The findings of this study are frightening, but also instructive.
At this site, we frequently use the term "brainwashing" to describe the effect that today's anti-plus, thin-centric, curve-o-phobic, media culture has on society.
The natural human inclination is to find a fuller female figure more attractive than a thinner one, and to see an increase in weight as an increase in beauty. The pro-curvy artistic depictions of beautiful women in every century prior to the 20th, prior to the advent of the media-industrial complex, testify to this, given that plus-size beauty was the prevailing cultural ideal. It arose naturally out of innate human impulses.
But in present times, the non-stop bombardment of underweight imagery has overwritten this hardwiring and conditioned many people to believe that emaciated androgyny is somehow attractive. This leads, of course, to eating disorders, but as this study indicates, even warps the minds of women in general whose pathology does not rise to the level of full-fledged anorexia. This indoctrination causes a mass delusion that a physical appearance that betokens ill-health and starvation is somehow preferable to a well-fed, opulent, robust appearance.
The subjects of this brainwashing (which is to say, all of modern society) think that their curve-o-phobic reactions are innate, but in fact, they have been artificially manufactured, manipulated into their present form by anorexia-inducing propaganda.
What makes this study so extraordinary is that through it, the effects of brainwashing have been identified on a physiological level. It has accomplished a biological mapping of indoctrination, a neurologic cartography of conditioning.
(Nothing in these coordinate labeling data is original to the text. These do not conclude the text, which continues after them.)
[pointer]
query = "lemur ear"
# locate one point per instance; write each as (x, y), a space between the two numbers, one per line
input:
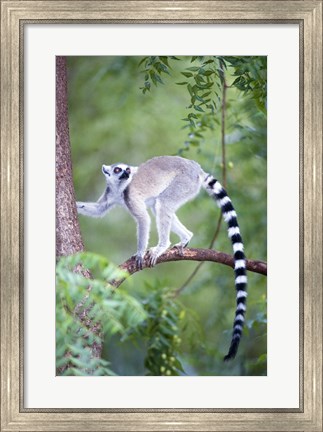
(106, 169)
(134, 170)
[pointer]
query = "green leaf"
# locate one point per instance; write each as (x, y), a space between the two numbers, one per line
(187, 74)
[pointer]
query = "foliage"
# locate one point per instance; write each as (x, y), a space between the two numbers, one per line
(206, 81)
(161, 332)
(112, 120)
(154, 318)
(76, 295)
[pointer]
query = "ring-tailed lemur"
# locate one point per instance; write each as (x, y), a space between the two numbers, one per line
(164, 184)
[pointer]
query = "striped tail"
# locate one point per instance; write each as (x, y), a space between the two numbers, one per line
(215, 190)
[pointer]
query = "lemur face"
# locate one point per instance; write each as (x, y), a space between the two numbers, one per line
(119, 173)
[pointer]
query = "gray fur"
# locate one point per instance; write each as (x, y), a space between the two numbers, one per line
(164, 184)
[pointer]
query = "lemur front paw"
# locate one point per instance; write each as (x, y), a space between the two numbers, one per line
(153, 254)
(139, 258)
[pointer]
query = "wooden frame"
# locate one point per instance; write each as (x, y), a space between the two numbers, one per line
(14, 417)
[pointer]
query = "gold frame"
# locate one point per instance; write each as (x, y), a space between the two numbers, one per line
(308, 14)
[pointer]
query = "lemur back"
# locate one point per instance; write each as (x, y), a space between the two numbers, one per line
(164, 184)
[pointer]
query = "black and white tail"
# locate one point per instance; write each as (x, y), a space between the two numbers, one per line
(215, 190)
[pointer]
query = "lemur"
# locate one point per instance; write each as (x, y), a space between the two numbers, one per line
(164, 184)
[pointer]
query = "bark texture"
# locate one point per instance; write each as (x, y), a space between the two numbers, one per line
(191, 254)
(68, 235)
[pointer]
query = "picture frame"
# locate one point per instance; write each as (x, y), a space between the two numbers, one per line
(14, 15)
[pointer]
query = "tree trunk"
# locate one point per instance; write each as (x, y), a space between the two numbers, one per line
(68, 235)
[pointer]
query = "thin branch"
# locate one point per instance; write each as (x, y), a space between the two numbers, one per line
(190, 254)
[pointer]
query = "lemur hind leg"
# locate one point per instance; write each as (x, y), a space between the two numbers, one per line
(164, 219)
(139, 211)
(183, 233)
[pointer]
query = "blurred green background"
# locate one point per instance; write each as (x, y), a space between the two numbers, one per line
(112, 120)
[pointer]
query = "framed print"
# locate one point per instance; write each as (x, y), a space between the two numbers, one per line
(101, 87)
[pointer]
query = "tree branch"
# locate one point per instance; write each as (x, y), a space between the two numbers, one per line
(190, 254)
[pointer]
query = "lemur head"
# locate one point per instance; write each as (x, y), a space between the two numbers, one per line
(118, 175)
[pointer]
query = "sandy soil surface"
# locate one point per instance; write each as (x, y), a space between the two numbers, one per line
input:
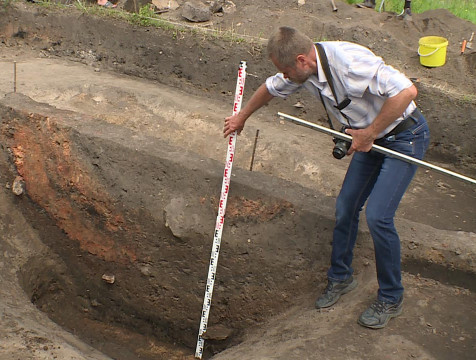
(137, 88)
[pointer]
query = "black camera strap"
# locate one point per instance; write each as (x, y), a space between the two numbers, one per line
(327, 72)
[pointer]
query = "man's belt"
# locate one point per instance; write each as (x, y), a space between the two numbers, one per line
(405, 124)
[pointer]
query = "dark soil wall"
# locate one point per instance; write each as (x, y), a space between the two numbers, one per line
(98, 196)
(200, 63)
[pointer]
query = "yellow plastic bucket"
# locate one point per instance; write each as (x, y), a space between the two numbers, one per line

A phenomenon that, previously, may have been dismissed as psychological chimera has now been physically confirmed.
To see such tangible evidence of the warping of the human mind with a toxic ideal is terrifying, and should prompt everyone who reads this site to redouble their efforts to put an end to the propagation of thin-centric imagery.
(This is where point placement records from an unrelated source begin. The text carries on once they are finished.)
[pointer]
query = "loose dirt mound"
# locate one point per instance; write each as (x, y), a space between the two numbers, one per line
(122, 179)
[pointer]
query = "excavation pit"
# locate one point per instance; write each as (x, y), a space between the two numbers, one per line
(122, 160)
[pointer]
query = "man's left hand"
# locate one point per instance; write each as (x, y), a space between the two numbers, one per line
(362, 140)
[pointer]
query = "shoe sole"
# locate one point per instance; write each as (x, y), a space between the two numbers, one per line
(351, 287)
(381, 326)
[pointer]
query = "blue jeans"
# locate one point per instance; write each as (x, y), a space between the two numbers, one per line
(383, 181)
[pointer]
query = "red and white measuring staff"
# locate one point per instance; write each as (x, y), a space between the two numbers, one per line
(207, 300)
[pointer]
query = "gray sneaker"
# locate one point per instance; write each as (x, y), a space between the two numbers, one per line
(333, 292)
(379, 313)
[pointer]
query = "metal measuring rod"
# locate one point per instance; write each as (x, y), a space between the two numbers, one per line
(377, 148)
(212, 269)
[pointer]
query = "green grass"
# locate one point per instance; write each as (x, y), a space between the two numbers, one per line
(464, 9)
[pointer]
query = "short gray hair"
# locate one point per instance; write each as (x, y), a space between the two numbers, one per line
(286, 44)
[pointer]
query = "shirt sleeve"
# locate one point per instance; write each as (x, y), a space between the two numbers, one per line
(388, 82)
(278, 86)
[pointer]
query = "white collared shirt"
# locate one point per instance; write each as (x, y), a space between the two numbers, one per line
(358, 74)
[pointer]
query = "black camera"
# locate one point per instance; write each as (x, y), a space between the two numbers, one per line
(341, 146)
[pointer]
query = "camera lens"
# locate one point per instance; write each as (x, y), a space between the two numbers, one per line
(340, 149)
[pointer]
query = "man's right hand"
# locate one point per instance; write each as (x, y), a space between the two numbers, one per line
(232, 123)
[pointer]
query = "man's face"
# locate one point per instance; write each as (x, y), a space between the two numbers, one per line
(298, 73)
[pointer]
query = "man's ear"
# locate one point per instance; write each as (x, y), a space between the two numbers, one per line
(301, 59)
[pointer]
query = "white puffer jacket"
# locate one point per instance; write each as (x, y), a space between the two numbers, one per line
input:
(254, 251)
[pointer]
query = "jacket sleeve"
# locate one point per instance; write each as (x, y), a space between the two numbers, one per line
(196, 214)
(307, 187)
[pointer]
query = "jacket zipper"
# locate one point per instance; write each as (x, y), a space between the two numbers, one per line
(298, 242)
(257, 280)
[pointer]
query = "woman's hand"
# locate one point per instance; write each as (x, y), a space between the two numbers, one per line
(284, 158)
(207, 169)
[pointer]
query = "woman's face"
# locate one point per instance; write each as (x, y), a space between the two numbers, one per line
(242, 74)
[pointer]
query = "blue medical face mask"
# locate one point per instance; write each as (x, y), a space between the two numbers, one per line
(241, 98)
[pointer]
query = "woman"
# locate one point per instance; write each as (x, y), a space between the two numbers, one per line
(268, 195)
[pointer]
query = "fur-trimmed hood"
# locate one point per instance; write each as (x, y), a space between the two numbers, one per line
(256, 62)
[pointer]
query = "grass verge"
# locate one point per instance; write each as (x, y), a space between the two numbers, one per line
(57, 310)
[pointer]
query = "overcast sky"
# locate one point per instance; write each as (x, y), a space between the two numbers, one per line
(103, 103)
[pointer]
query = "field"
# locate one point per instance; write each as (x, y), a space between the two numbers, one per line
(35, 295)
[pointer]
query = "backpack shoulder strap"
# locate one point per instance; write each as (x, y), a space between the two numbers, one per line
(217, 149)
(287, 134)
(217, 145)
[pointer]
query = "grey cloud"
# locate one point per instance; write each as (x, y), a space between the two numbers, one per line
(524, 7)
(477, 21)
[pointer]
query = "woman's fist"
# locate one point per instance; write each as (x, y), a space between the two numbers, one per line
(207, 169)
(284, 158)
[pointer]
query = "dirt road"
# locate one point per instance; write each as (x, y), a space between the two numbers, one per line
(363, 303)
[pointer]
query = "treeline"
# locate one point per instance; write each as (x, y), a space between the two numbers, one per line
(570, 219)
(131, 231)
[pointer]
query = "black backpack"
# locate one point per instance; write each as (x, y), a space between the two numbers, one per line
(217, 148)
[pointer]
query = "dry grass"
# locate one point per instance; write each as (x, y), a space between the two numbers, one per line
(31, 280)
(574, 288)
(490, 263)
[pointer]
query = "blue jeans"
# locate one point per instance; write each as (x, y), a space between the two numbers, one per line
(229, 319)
However, other, more positive considerations come to mind when reflecting upon the ramifications of this study.
Based on the study's findings, one can assume that images of plus-size models, in sufficient number, can repair the neurologic debilitation caused by anorexia-pushing imagery and restore a subject's natural appreciation for Classical beauty, since the mechanism is the same (visual experience).
But the study also invites the possibility that just as women today have been neurologically damaged
by the prevalence of thin-supremacist images, so women in the past were neurologically benefitted
by the prevalence of size-positive images.
The ramifications of this are extraordinary. In the past, women were physically healthier, as they allowed themselves to eat whatever they liked, and as much as they liked, and thus had a comfortable relationship with food and did not damage their bodies through self-imposed starvation. But this study also suggests that women in the past, prior to mass-media indoctrination, may been neurologically healthier as well. They may have felt
fitter, and more contented, and happier, as a consequence of living in a size-positive environment.
Thus, the increased prevalence of images of visibly full-figured models may not only improve women's physical well-being, but their mental/emotional state as well.
Certainly when one looks at the images of a gorgeous size-18 plus-size model like Katherine Roll, one perceives the sensual pleasure and physical delight that she takes in indulging herself freely. Her self-satisfaction is palpable. This study suggests that through contemplation of her luscious beauty, women the world over might derive benefits both physical and psychological.